Strategic Partnership for Commercialization
The collaboration between Belief BioMed and Takeda China aims to accelerate patient access to this breakthrough therapy. BBM will handle development and manufacturing, while Takeda China will manage commercialization across mainland China, Hong Kong, and Macau.
Sean Shan, Senior Vice President of Takeda Pharmaceutical and President of Takeda China, highlighted the strategic importance of this partnership: "The approval of BBM-H901 will further enrich our portfolio in hemophilia and rare disease areas, and will help more patients to benefit from innovative treatments. In the future, Takeda China will continue to deepen our strategic cooperation with local partners, to accelerate the commercialization of more breakthrough therapies."

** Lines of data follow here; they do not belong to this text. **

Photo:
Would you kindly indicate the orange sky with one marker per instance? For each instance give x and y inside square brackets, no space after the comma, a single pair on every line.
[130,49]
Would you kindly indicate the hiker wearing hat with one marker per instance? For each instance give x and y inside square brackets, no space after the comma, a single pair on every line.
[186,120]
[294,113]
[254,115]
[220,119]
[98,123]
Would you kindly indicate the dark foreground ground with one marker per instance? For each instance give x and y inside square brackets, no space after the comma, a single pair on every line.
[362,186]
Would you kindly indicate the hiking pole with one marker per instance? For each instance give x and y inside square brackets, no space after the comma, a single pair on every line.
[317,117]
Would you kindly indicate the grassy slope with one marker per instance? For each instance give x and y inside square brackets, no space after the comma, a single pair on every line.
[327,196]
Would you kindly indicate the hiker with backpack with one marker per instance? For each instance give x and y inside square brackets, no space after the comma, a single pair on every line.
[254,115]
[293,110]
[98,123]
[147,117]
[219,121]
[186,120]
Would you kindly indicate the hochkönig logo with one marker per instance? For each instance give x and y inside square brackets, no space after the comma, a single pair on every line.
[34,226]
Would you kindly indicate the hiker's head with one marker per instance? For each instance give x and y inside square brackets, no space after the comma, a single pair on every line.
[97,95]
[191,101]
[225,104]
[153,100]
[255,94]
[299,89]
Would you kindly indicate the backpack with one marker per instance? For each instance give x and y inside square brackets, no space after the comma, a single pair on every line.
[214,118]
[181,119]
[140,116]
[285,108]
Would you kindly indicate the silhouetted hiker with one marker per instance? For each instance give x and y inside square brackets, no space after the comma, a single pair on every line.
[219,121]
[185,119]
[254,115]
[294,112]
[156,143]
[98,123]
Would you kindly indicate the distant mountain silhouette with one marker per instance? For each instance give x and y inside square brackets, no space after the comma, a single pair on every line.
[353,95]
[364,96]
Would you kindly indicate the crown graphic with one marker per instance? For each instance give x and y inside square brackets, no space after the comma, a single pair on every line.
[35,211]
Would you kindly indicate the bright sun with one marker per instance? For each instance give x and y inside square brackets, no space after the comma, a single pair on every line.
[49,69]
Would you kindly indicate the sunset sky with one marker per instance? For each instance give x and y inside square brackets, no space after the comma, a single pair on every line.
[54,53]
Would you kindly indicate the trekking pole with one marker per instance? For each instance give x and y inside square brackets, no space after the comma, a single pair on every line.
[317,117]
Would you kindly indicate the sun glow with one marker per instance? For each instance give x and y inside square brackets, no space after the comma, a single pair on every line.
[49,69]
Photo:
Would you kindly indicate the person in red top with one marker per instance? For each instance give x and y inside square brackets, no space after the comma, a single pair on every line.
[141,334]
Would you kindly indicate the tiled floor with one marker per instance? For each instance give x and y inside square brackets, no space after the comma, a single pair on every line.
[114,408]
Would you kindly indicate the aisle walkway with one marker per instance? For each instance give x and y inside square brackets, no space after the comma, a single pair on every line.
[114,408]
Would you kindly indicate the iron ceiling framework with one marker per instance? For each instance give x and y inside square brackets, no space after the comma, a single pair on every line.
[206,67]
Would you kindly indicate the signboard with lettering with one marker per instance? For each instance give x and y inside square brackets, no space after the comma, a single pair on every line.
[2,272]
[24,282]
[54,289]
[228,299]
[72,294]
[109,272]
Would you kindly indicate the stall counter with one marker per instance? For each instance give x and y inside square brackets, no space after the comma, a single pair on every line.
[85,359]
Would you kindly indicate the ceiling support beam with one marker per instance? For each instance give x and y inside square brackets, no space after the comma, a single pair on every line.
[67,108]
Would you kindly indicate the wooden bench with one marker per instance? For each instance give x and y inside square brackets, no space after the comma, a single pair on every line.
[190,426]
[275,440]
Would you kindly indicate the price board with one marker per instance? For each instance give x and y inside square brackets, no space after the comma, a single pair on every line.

Regulatory Recognition and Future Prospects
BBM-H901 has received significant regulatory recognition beyond China. The therapy has obtained Breakthrough Therapy Designation from China's Center for Drug Evaluation, Orphan Drug Designation from the U.S. Food and Drug Administration (FDA), Rare Pediatric Disease Designation from the FDA, and Advanced Therapy Medical Products designation from the European Medicines Agency (EMA).
These designations reflect the potential global impact of this therapy and may accelerate its availability to hemophilia B patients worldwide. BBM has expressed intentions to pursue overseas commercialization to benefit more patients globally.
Advancing Gene Therapy in China
This approval represents a milestone not only for hemophilia B treatment but also for China's growing gene therapy sector. As one of the first domestically developed gene therapies to receive regulatory approval in China, BBM-H901 demonstrates the country's increasing capabilities in advanced biopharmaceutical research and development.
For patients with hemophilia B, the approval offers hope for a dramatically improved quality of life with reduced bleeding episodes, fewer hospital visits, and potentially normal daily activities without the constant fear of bleeding events that can cause long-term joint damage.
The continuous follow-up of clinical trial participants will provide additional insights into the long-term safety and efficacy of this groundbreaking treatment, potentially establishing a new standard of care for hemophilia B management in China and beyond.